Corporations have a few advantages, and one of those advantages – limited liability – has slowly but inexorably also become the greatest flaw of the corporate culture. This means that shareholders may take part in the profits through dividends and stock appreciation but are not personally liable for the company’s debts… or for any crime or action taken in the interest of the shareholders. Generally, the law has also held that a corporate official cannot be held personally liable for an action taken in the best interests of the corporation.
In practice, that means that if a corporate official decides that a cheaper part is in the corporate interest because it will reduce costs and increase profits, so long as the part is not known to be defective, that official cannot be held personally liable if the part fails and causes multiple deaths. This is what happened in the Ford Pinto gas tank scandal or more recently in the 2009-11 Toyota “sticky” accelerator problems.
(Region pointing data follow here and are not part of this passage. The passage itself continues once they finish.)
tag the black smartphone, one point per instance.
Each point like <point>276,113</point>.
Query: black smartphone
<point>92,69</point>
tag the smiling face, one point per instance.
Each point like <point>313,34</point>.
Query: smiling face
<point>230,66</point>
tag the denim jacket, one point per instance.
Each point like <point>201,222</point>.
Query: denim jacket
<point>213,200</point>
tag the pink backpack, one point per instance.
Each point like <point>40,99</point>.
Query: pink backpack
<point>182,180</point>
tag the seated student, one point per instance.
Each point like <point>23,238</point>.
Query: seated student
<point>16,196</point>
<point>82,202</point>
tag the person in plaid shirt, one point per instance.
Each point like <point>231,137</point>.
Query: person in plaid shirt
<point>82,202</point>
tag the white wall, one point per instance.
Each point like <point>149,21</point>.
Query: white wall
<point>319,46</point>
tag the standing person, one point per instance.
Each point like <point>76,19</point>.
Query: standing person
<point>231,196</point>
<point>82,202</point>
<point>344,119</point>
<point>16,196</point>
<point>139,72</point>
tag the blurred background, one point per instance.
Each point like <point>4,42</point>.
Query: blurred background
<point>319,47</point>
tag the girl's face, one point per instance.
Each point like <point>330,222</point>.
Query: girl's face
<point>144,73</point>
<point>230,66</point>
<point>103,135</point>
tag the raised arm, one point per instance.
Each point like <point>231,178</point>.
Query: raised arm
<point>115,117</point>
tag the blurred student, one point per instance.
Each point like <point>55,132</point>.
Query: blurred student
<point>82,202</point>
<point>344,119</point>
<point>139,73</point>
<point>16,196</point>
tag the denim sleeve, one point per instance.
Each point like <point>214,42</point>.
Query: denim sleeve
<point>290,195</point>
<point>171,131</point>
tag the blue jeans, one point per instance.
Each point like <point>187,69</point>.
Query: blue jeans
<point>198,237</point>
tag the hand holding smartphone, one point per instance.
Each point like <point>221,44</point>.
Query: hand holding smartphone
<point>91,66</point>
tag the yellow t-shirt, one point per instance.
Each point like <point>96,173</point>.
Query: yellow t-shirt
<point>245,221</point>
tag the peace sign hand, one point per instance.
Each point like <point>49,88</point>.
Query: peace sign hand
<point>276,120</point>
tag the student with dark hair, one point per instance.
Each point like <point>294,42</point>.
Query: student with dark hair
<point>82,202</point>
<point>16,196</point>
Over the years, as I noted in an earlier blog, California’s electric utility, PG&E, engaged in numerous unsafe and unethical practices which led to massive environmental problems and practices as a result of groundwater contamination with chromium six, and affected at least 2,000 residents with carcinogenic effects, effectively resulting in the almost total depopulation of Hinkley California, and costing PG&E over a billion dollars. In 2018, shoddy PG&E practices led to the Camp Fire, which destroyed 18,000 structures and killed 85 people, and required an $11 billion settlement with insurers. Yet in more than 20 years of environmental and technical problems, not a single official or executive has been held personally responsible, and now PG&E has filed for bankruptcy because it fears it cannot pay what it owes in damages. Even if it can, none of those executives will be held responsible, and the shareholders, not the executives, will pay.
Drug companies can raise prices to astronomical levels in the name of profits, effectively depriving uninsured or underinsured or poor patients of live-saving medications, and not even the corporation can be held responsible for the resulting deaths.
Financial firms can take incredible risks and nearly destroy the financial structure of the U.S., if not the world, cost tens of thousands of people their homes, and tens of thousands their jobs, and the government bails them out – and not a single executive was personally held responsible.
Talk about risk free! A poor man shoots someone over a few dollars and spends years, if not his life, in prison, while executives make decisions that kill scores of people, and they get rewarded.
Or am I the only one who thinks this is a bit unbalanced?